Mantenho a esperança de viver ainda um bom par de anos na companhia dos meus filhos e dos meus netos e não peço para mim nada mais do que estou a proporcionar à minha mãe. Entre a opção de correr o risco de apanhar a doença e o de ela viver o tempo que lhe resta em total solidão, optei, assim como os meus irmãos, por nunca a abandonar. Não estou arrependido. Até agora nada aconteceu e ninguém pode garantir que nada aconteça, mas o que sei é que deixá-la sem a companhia dos filhos, seria morte certa ao fim de pouco tempo e depois de sofrer muito com a solidão. Também sei que essa foi seguramente a sua opção.

Todos estamos a viver uma situação inédita, ninguém conhece a receita certa para lidar com ela e não é fácil tomar uma decisão. Muito menos será fácil chegar a um consenso.

Provavelmente alguns concordarão comigo, outros estarão em oposição e talvez a maioria tenha dúvidas. Limitei-me a transmitir aquilo que penso sobre a minha própria situação, supondo que não será muito diferente da de outros pais e avós.

A vida já me ensinou o suficiente para saber que há coisas que não mudam facilmente, mesmo que nos estejamos a aproximar de um desastre iminente pelo que duvido que este meu desabafo resulte em qualquer mudança.

O que este vírus nos está a causar é uma grande maldade. Saibamos nós combatê-lo e aos seus efeitos, sem nos deixarmos abater.

Não tenho o tempo todo do mundo, como pensamos que temos quando somos jovens, por isso mesmo não quero ficar totalmente passivo nesta situação, sem estrebuchar. Vou lutar pela continuação da nossa vida familiar e não me chega fazê-lo on-line. Pelo contrário, às vezes ainda me deprime mais.

Anda por aí um slogan que diz ‘vai correr tudo bem’. Eu diria que assim vai correr tudo mal.

Vai correr tudo mal com a propagação da doença. Vai correr tudo mal com as consequências económicas. Vai correr tudo mal com os mais velhos e doentes. Vai correr tudo mal com a falta de prevenção de outras doenças. Vai correr tudo mal com o adiamento de cirurgias e consultas.

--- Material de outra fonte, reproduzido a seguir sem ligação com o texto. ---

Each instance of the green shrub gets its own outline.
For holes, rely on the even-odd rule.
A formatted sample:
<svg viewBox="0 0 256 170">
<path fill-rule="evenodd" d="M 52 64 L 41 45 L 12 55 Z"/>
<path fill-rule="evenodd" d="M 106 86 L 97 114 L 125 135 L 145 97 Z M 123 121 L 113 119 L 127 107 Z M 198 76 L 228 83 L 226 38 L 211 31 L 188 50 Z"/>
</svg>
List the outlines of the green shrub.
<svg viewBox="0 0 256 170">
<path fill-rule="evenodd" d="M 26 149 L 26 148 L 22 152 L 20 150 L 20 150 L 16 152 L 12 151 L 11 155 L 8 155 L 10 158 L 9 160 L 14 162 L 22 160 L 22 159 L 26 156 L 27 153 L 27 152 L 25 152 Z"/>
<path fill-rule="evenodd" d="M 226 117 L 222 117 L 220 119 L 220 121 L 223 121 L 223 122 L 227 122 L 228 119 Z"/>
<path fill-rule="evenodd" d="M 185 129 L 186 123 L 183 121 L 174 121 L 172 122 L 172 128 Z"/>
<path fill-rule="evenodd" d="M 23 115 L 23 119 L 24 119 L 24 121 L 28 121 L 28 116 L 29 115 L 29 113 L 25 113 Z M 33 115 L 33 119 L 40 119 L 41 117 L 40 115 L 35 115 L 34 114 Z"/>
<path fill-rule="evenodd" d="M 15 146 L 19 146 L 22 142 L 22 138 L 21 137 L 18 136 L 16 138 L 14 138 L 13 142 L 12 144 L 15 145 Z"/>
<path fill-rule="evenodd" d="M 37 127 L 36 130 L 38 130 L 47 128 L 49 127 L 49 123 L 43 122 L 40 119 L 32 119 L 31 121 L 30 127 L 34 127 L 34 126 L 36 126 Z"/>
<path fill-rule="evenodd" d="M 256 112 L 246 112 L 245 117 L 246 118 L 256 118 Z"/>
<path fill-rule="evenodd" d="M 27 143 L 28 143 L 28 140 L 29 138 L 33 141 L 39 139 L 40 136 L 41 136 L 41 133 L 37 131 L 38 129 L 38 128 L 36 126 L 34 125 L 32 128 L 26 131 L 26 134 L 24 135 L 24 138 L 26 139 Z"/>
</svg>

É tempo de enfrentar esta epidemia.

É tempo de perder o medo porque o medo também mata.

É tempo de correr alguns riscos, tentando minimizá-los, mas tendo a plena consciência de que não há risco zero.

Com os devidos e mínimos cuidados, temos de viver a vida e não nos podemos deixar abater e deixar que o vírus vença.

O total isolamento pode ter sido útil no início, e foi com certeza, mas agora temos de reagir, sob pena de se instalar o cansaço e então a abertura ser frouxa, sem ânimo, sem vontade de combater.

Nós, os mais velhos, teremos alguns cuidados, mas não podemos ficar encerrados, tolhidos pelo medo, somos também capazes de correr alguns riscos.